Do your children love the outdoors? Nowadays, unfortunately, most children prefer to be on electronic gadgets, smartphones, computers, and TV, which keep them from the pleasures of outdoor explorations. Also, extra-curricular activities and busy schedules leave kids little time to play outdoors.
Children are missing out on a significant part of their childhood, bonding with nature. Children lacking enough time outdoors affects their physical and mental health and hinders their creativity.
So, how do you urge your children to love the outdoors?
1. Take them Fishing
Going out into the lake to fish and catching some fish can be fun for your children. If you have a fishing boat, the more fun it will be.
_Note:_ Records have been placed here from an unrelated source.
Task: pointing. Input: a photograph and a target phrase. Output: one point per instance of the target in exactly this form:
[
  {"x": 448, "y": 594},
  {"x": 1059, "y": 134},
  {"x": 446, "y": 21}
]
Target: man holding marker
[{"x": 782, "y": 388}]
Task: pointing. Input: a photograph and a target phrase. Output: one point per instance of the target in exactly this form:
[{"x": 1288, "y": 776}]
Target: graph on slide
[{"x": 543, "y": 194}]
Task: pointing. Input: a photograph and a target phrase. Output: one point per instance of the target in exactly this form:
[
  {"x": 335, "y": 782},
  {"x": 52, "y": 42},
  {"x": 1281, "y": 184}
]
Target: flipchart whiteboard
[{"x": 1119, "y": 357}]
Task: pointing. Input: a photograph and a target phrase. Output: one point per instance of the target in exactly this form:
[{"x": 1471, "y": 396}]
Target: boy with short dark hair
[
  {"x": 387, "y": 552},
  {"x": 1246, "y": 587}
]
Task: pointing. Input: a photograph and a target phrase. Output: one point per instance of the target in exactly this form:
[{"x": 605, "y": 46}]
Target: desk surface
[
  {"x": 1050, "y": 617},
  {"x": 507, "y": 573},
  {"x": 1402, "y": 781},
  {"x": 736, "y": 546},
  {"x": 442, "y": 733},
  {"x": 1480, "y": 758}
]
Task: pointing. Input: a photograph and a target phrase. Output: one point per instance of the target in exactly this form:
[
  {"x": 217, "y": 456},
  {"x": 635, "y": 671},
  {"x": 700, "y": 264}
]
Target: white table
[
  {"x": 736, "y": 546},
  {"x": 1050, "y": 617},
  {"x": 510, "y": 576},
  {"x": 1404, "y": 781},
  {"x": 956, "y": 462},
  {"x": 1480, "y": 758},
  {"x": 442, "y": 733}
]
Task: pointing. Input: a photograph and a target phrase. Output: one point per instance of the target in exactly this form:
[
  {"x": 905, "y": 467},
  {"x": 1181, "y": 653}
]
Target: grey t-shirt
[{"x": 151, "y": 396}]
Teach them how to use outriggers to avoid tangled lines while fishing. They allow the fisherman to reel in and release the fishing line through clips and a system of pulleys.
2. Prioritize Time Outdoors
Although it may look obvious, going outdoors frequently is a significant part of sharing your fondness for nature. Even if you’re busy on weekdays, there are ways to make your children spend time outdoors. Try to take your children outdoors for a picnic dinner or talk for a walk before you sleep.
Alternatively, schedule regular outings during weekends. Outdoor games, hikes, and family walks bring families closer while encouraging children to love the outdoors.
3. Read Books on Outdoor Adventures
Another excellent and effective way to nurture your child’s love for the outdoors is by discovering it in storybooks. Look for books talking about animals, seasons, and other natural marvels. You can also look for stories talking about children having fun outdoors. Your child will connect with the characters and want to have a similar experience.
If you can, relate your time outdoors to the stories depicted in the books. Show them familiar animals, plants, and environments from the books. As your child’s familiarity with nature increases, so will their love for it.
4. Teach your Children about Nature
Often, small children have many questions as their “hows” and “whys” never seem to end. You can encourage your child’s love for nature and curiosity by answering their questions as best as possible. It is expected that you may not have an answer for every question, but you can help your child look for answers from books or searching online. They will do the same when they grow up.
5. Start Small
Is there a backyard in your home? If there is, start there instead of taking your child to the park. This is because the park is different from their comfort zone and has more incentives that may be overwhelming. Supervise them from afar to avoid getting into tricky situations or needing to use the bathroom. If not, keep them outdoors until they get tired. Try and add toys that resemble the streets and nature to help them get used to the outdoors.
6. Get Creative Outdoors
Imagination and creativity develop early in kids. It won’t be long before your young ones start to create music and art, games, and participate in imaginative role-play.
Therefore, get your children outdoors to participate in fun activities like building hiding dens, making music, and making nature art. Doing these activities will help them improve right-sided brain functions, which puts them in a better position to excel in their formal education.
7. Teach Survival Skills
The best way to develop confidence and urge children to grow outdoors is to nurture their survival skills. By learning how to start an open fire, build shelter, be ready for any weather condition, cook on an open fire and handle an emergency in the wilderness, your child will be more comfortable and able to handle the unpredictability and challenges of the outdoors. Children love to acquire survival skills and respond well to bush craft challenges and team tasks.
8. Sleep Outdoors
If possible, you can try sleeping in the open if there are no mosquitoes. Alternatively, pitch a tent in your backyard and only bring a sleeping bag and flashlight. Use this time to enjoy the fresh air and listen to your surroundings.
9. Observe the Skies
Pack a comfortable blanket and spread it in the field. Spend an afternoon with your child identifying cumulonimbus and cirrostratus clouds. Talk about weather occurrences and the clouds preceding them. You can also encourage the children to be imaginative and say what they observe in the clouds.
At night, check out stargazing websites for directions to the constellations based on the current month. Go and see if you can spot the constellations.